Greenpeace Publishes Archive of Past Investigations

Last edited by Ian Elwood on May 7, 2008 - 3:50pm

Greenpeace recently launched a website called Greenpeace Investigations that they will be using to archive their source materials from past research projects. The site includes scanned Freedom of Information Act (FOIA) requests, fact sheets, reports and materials contributed by whistleblowers. They are currently scanning all of the Greenpeace magazines between 1980-1990 to add to the archive, which will be a great resource for people researching all types of corporations.

Each item has an HTML text version on its resource page, presumably for better searchability via search engines. They also offer the original PDF, which is great from a journalistic perspective, considering the need for source materials in any type of news writing.

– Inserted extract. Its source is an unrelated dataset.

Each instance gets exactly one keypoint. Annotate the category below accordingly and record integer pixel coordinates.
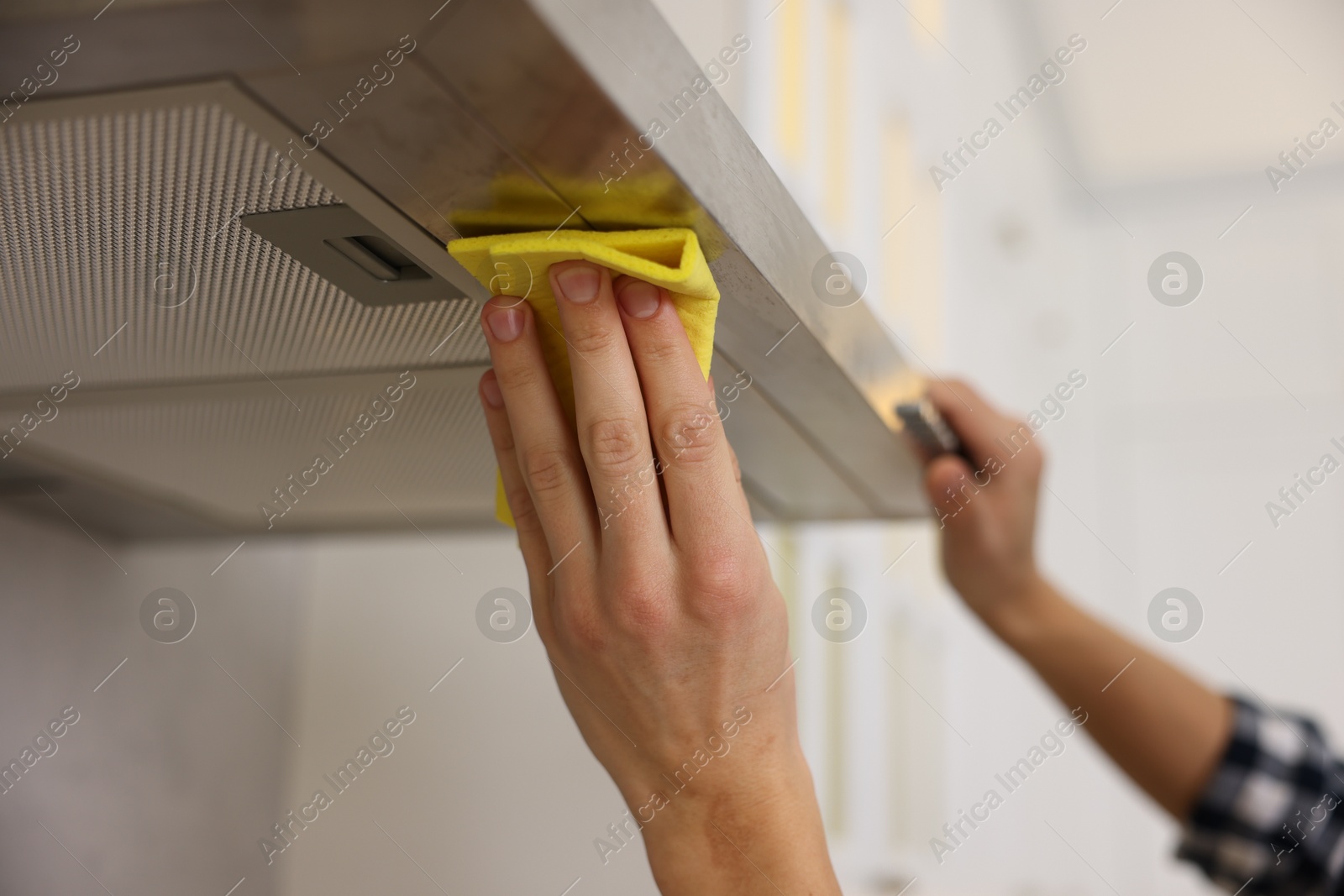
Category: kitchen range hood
(222, 234)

The website is ordered by "collections" so you can look at all of the relevant documents that relate to a specific investigation that Greenpeace has done.

I anticipate that this body of work will expose many more corporate crimes by bolstering existing corporate accountability research, allowing citizen journalists to mine these sources, creating follow up investigations and teasing out more details from the great work that Greenpeace has done, if it delivers on its promise:

"Greenpeace Investigations is a searchable library that contains investigative campaign research conducted by Greenpeace worldwide. It consists of thousands of documents that were obtained through our campaign efforts, FOIA requests, legal proceedings and whistleblowers. We believe that our investigative efforts and campaign documents should be made public as part of our ongoing effort to expose environmental crimes and their perpetrators."